Francesco Crispino sul nuovo film di Claudio Giovannesi, qui sotto la videorecensione:
C’è continuità e discontinuità nel quinto lungometraggio di Claudio Giovannesi, che arriva a distanza di cinque anni dal lavoro precedente con il quale si era imposto a livello internazionale. Tra fattori di discontinuità rappresenta una novità, che evidenzia anche una maggiore ambizione discorsiva, il fatto che sia il suo primo film in costume, in quanto la vicenda è ambientata all’inizio degli anni ’70 dopo il prologo collocato alla fine degli anni ‘40. Tra fattori di continuità ci sono invece i temi che informano la filmografia dell’autore fin dagli esordi e che qui ben si amalgamano: a cominciare dall’interesse nei confronti del mondo giovanile — che lo sguardo di Giovannesi ha sempre raccontato con rara sensibilità; e proseguendo con il conflitto con il mondo degli adulti, e in particolare quello dei genitori (tema peraltro già centrale nel lungometraggio d’esordio). E finendo con incorniciarli in un territorio che rappresenta il nuovo centro d’interesse di un’opera in continua evoluzione, tale da rendere Hey Joe una sorta di secondo capitolo su Napoli e le sue enormi contraddizioni.

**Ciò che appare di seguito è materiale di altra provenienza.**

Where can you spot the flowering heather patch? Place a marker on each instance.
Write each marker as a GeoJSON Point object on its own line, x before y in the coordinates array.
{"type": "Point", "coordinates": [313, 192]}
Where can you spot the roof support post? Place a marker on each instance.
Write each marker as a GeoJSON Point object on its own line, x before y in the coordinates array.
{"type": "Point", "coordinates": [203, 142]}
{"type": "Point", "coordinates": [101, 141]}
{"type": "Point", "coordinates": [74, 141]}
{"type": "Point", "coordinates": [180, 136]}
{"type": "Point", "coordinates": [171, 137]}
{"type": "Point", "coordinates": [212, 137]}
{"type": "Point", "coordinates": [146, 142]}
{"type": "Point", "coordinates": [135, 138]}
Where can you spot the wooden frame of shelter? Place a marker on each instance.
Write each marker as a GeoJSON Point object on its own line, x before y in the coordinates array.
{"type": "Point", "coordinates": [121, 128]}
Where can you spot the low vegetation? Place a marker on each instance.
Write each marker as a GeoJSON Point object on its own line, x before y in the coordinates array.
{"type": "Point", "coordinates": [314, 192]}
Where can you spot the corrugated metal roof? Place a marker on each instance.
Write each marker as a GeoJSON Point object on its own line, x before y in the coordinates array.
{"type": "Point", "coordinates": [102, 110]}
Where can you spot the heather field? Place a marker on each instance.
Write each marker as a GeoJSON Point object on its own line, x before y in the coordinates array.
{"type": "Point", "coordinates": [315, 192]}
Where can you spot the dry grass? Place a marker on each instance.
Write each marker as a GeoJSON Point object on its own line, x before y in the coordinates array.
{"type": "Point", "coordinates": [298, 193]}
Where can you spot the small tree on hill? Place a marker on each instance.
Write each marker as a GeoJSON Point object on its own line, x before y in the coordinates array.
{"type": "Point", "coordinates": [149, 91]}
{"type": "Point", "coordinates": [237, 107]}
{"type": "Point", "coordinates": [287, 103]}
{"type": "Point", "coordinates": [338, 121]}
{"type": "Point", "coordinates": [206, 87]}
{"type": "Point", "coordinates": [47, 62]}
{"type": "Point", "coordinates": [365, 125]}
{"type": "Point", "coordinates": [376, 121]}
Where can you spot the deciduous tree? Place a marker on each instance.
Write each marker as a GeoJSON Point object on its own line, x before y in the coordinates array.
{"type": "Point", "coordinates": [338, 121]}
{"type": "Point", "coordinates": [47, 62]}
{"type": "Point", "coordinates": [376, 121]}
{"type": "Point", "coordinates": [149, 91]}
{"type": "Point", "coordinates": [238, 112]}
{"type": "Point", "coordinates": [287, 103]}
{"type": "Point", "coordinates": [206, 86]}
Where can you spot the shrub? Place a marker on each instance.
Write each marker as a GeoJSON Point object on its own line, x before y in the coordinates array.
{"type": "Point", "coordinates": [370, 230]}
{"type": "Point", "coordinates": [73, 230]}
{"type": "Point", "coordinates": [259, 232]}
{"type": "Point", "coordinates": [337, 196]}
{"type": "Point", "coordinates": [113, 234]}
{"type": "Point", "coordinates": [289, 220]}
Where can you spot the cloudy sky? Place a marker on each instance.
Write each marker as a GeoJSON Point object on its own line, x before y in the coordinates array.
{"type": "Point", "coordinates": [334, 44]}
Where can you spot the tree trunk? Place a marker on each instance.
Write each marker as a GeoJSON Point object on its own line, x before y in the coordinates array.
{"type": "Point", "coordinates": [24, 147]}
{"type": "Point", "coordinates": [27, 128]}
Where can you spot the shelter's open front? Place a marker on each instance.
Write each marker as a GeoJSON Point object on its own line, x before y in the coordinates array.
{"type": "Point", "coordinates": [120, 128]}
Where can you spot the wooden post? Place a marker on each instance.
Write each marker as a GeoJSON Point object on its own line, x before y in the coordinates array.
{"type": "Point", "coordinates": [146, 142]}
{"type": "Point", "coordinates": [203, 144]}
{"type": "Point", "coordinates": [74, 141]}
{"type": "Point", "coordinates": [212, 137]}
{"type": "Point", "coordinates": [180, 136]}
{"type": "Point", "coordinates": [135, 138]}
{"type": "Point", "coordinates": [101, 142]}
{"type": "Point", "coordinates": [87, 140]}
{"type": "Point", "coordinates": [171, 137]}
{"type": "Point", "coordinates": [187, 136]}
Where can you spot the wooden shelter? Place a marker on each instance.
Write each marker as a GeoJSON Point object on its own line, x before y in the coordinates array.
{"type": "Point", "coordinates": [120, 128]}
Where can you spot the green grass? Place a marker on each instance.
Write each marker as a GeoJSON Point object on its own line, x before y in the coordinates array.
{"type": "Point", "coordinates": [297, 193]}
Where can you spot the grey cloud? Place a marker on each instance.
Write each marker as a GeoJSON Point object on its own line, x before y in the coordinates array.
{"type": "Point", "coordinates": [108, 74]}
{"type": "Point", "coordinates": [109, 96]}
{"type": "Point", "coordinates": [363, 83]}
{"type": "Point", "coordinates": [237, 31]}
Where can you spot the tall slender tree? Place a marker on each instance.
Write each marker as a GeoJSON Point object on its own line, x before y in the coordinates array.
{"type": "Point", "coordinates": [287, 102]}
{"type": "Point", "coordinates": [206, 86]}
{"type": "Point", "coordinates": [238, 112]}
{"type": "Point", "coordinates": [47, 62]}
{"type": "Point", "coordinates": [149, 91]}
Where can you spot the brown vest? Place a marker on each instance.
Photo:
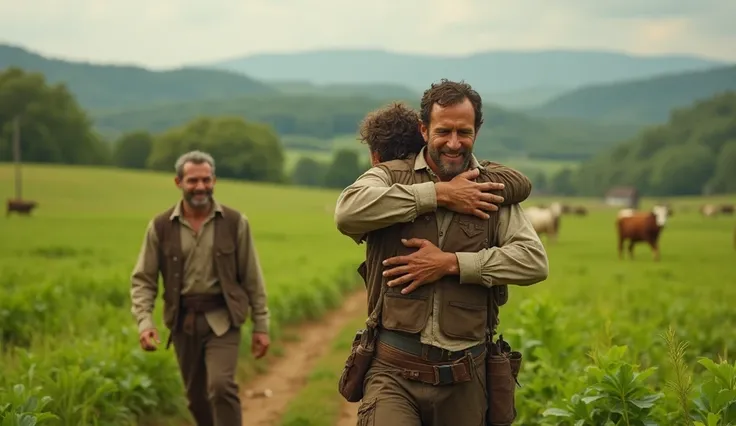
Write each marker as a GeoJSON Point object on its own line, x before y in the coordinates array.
{"type": "Point", "coordinates": [466, 308]}
{"type": "Point", "coordinates": [224, 258]}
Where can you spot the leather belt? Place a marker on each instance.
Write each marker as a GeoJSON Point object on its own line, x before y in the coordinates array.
{"type": "Point", "coordinates": [415, 368]}
{"type": "Point", "coordinates": [200, 303]}
{"type": "Point", "coordinates": [411, 344]}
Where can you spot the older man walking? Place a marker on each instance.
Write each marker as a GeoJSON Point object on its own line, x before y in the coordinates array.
{"type": "Point", "coordinates": [212, 278]}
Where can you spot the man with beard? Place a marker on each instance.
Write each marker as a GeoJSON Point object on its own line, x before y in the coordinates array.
{"type": "Point", "coordinates": [211, 277]}
{"type": "Point", "coordinates": [438, 255]}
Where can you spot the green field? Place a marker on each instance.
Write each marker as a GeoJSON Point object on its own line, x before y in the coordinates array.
{"type": "Point", "coordinates": [529, 166]}
{"type": "Point", "coordinates": [67, 333]}
{"type": "Point", "coordinates": [64, 282]}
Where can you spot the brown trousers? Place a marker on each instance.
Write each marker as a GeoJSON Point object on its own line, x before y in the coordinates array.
{"type": "Point", "coordinates": [208, 363]}
{"type": "Point", "coordinates": [391, 400]}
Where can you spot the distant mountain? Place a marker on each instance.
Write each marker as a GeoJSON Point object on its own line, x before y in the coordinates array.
{"type": "Point", "coordinates": [645, 101]}
{"type": "Point", "coordinates": [116, 86]}
{"type": "Point", "coordinates": [314, 121]}
{"type": "Point", "coordinates": [375, 90]}
{"type": "Point", "coordinates": [489, 72]}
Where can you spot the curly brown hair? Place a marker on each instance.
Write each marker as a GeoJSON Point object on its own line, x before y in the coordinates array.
{"type": "Point", "coordinates": [392, 132]}
{"type": "Point", "coordinates": [447, 93]}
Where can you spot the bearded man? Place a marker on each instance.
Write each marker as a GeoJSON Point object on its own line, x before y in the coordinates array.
{"type": "Point", "coordinates": [211, 277]}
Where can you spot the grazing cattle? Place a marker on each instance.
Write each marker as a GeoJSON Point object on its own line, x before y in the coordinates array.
{"type": "Point", "coordinates": [708, 210]}
{"type": "Point", "coordinates": [20, 207]}
{"type": "Point", "coordinates": [640, 227]}
{"type": "Point", "coordinates": [546, 220]}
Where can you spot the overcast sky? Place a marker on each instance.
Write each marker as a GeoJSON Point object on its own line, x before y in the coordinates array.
{"type": "Point", "coordinates": [166, 33]}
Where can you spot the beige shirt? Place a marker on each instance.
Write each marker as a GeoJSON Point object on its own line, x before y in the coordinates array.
{"type": "Point", "coordinates": [372, 202]}
{"type": "Point", "coordinates": [199, 275]}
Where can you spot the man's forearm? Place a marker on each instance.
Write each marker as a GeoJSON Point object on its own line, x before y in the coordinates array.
{"type": "Point", "coordinates": [517, 187]}
{"type": "Point", "coordinates": [520, 258]}
{"type": "Point", "coordinates": [372, 203]}
{"type": "Point", "coordinates": [253, 281]}
{"type": "Point", "coordinates": [144, 281]}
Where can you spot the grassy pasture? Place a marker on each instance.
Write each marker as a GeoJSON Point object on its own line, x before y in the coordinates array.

Tutti aspetti importanti nella collocazione all’interno della filmografia, così come altrettanto importanti – come sempre d’altronde nel cinema del regista de La paranza dei bambini – sono i riferimenti letterari che costituiscono il nucleo ispirativo, qui presenti sia nei romanzi esplicitamente citati dallo stesso Giovannesi (The gallery di Norman Lewis, Naples ’44 di John Burns e La pelle di Curzio Malaparte), sia in quelli indiretti che gravano con maggiore o minore evidenza sulla narrazione — quelli di Raffaele La Capria e di Ermanno Rea in particolare. Tuttavia dietro alla vicenda di Hey Joe, leggenda metropolitana fuoriuscita direttamente dai vicoli dei Quartieri spagnoli, e di cui fu protagonista un ex-militare americano che scelse di tornare a Napoli dopo oltre vent’anni per conoscere il figlio di cui non immaginava nemmeno l’esistenza, si cela un ben più articolato discorso sull’Identità. E che da Napoli, territorio emblematico poiché è quello che ha maggiormente sofferto l’occupazione statunitense postbellica, sconfina in zone più ampie, per irradiarsi a tutti quei territori dove figli cresciuti senza padri sono costretti a fare i conti con la loro assenza.